Functionally, this leaves just the new open-world zombies mode as the only sizeable addition to the franchise. And even that is not new, although this time around multiple player squads will explore the same map, possibly encountering each other as they all try to survive the zombie onslaught. Frankly, this is my favorite mode by far, and it is the one I am most likely to return to as time goes on. The multiple squads roaming around adds a nice twist to things, and the zombie gameplay is as satisfying as ever. You will also encounter non-zombie NPC opponents, which offers a nice challenge. My only complaint is that the mode takes quite some time to complete, and I’d love a quicker variant on the mode for when I just want to get in a quick match before work. What was once a side project back in the earlier days of Call of Duty has turned into a selling point all on its own.
One area that Modern Warfare III excels is in presentation.

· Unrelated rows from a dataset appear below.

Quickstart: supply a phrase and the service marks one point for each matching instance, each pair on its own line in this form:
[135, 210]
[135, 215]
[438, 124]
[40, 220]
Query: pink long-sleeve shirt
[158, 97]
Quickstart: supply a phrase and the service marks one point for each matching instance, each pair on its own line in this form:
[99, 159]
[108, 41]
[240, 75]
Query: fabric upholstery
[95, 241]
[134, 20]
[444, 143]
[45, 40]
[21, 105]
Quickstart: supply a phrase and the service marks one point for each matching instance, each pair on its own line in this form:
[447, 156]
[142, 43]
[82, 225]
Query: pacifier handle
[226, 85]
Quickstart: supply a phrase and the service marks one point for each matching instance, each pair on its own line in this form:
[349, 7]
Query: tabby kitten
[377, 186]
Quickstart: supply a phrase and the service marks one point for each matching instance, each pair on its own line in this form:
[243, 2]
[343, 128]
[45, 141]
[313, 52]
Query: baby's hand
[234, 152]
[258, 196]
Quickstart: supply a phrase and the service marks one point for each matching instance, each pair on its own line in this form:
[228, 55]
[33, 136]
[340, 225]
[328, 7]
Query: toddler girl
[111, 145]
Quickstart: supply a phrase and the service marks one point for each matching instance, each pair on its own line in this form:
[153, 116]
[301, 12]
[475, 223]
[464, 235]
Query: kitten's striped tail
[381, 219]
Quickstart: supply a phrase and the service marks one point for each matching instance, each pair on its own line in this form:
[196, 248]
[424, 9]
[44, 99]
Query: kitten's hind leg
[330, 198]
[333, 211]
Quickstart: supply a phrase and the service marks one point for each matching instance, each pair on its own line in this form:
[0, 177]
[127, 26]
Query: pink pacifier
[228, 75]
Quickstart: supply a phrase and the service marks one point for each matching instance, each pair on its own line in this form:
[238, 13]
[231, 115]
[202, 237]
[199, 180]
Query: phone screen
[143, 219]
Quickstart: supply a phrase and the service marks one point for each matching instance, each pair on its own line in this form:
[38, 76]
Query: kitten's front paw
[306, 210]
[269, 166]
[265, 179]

The graphics, lighting and effects all continue to impress, and it runs silky smooth most of the time. I did encounter frame rate issues during cutscenes, but never during actual gameplay that I noticed. There were a few open world style glitches and abnormalities, such as some floating grass and boxes in a zombie match, but nothing game breaking. Sure some of the character styles are a bit jarring in multiplayer, but that’s more the nature of their weird licensing partnerships than an issue with the engine. Getting stomped in multiplayer by a squad consisting of Skeletor, a giant cat and Captain Price was certainly a unique experience. On the sound front, weapons sound weighty and unique, voice acting is top notch and the music fits the action. All told, I cannot complain about how this game looks or sounds, but that really shouldn’t be a surprise.
Call of Duty Modern Warfare III (2023) Review Final Thoughts:
It is impossible to deny that Modern Warfare III is a disappointment in many aspects. Its campaign needed more time in the oven, the lack of new multiplayer maps, and overall feeling of being rushed all drag the game down. But, at the end of the day it is still Call of Duty and it offers a solid multiplayer experience either for PvP or co-op. At a lower price point this would be a perfectly acceptable stop-gap entry into the series. Historically Call of Duty games don’t reduce in price often, so I don’t know how long it will take for this to get to a price I feel is acceptable for whats on offer. On the other hand, it did accomplish one thing, which is a desire to play through some of the older Call of Duty campaigns, so I hope Microsoft will bring them to game pass at some point. I can only hope that when the inevitable next title comes around it learns from the mistakes of this launch.